Protection against cold in prehospital care-thermal insulation properties of blankets and rescue bags in different wind conditions.

INTRODUCTION: In a cold, wet, or windy environment, cold exposure can be considerable for an injured or ill person. The subsequent autonomous stress response initially will increase circulatory and respiratory demands, and as body core temperature declines, the patient's condition might deteriorate. Therefore, the application of adequate insulation to reduce cold exposure and prevent body core cooling is an important part of prehospital primary care, but recommendations for what should be used in the field mostly depend on tradition and experience, not on scientific evidence. OBJECTIVE: The objective of this study was to evaluate the thermal insulation properties in different wind conditions of 12 different blankets and rescue bags commonly used by prehospital rescue and ambulance services. METHODS: The thermal manikin and the selected insulation ensembles were setup inside a climatic chamber in accordance to the modified European Standard for assessing requirements of sleeping bags. Fans were adjusted to provide low (< 0.5 m/s), moderate (2-3 m/s) and high (8-9 m/s) wind conditions. During steady state thermal transfer, the total resultant insulation value, Itr (m2 C/Wclo; where C = degrees Celcius, and W = watts), was calculated from ambient air temperature (C), manikin surface temperature (C), and heat flux (W/m2).

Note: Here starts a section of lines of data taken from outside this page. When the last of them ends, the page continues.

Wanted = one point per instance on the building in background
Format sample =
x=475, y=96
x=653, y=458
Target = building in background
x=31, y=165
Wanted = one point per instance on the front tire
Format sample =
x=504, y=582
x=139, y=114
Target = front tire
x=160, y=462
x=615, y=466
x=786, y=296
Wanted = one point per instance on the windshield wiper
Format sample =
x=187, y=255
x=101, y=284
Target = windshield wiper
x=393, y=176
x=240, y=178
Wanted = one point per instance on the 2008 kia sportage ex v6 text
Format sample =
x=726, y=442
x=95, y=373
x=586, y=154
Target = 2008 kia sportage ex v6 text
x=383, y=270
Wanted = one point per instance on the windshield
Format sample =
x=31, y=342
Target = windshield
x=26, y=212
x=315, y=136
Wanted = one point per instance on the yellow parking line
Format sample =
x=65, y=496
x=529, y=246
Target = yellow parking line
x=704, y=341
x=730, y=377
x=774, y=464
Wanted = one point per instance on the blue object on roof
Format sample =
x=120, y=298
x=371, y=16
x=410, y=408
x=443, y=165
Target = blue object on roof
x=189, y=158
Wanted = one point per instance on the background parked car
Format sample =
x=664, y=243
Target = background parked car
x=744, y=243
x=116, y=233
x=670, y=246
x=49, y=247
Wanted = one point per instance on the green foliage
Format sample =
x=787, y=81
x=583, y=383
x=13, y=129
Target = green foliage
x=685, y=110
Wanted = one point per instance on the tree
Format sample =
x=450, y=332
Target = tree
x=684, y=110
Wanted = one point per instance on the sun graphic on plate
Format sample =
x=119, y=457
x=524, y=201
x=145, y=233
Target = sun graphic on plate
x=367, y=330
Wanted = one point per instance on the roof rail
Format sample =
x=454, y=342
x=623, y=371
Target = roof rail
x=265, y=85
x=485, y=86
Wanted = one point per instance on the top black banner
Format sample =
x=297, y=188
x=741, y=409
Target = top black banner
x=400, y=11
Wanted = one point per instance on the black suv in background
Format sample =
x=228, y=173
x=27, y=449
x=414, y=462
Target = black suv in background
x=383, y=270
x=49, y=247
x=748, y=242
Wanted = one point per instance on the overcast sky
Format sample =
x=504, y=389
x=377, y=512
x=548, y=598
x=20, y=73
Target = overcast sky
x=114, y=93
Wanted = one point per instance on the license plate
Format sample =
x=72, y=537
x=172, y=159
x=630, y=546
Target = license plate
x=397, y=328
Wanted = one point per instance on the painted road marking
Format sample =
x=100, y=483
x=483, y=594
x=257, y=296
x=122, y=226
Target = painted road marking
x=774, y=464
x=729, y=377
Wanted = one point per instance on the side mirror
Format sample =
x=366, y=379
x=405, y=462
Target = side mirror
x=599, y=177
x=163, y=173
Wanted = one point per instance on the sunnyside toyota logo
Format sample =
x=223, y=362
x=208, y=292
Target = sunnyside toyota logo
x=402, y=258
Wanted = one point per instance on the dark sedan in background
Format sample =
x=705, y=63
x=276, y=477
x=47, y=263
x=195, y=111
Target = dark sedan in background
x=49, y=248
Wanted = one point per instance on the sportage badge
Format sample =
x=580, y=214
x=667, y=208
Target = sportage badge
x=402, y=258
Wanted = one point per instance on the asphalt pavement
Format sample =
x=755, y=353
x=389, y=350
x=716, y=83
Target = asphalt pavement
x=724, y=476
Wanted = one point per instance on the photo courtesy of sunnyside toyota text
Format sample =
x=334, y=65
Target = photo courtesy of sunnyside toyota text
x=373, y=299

RESULTS: In the low wind condition, thermal insulation of the evaluated ensembles correlated to thickness of the ensembles, ranging from 2.0 to 6.0 clo (1 clo = 0.155 m2 C/W), except for the reflective metallic foil blankets that had higher values than expected. In moderate and high wind conditions, thermal insulation was best preserved for ensembles that were windproof and resistant to the compressive effect of the wind, with insulation reductions down to about 60-80% of the original insulation capacity, whereas wind permeable and/or lighter materials were reduced down to about 30-50% of original insulation capacity. CONCLUSIONS: The evaluated insulation ensembles might all be used for prehospital protection against cold, either as single blankets or in multiple layer combinations, depending on ambient temperatures. However, with extended outdoor, on-scene durations, such as during prolonged extrications or in multiple casualty situations, the results of this study emphasize the importance of using a windproof and compression resistant outer ensemble to maintain adequate insulation capacity.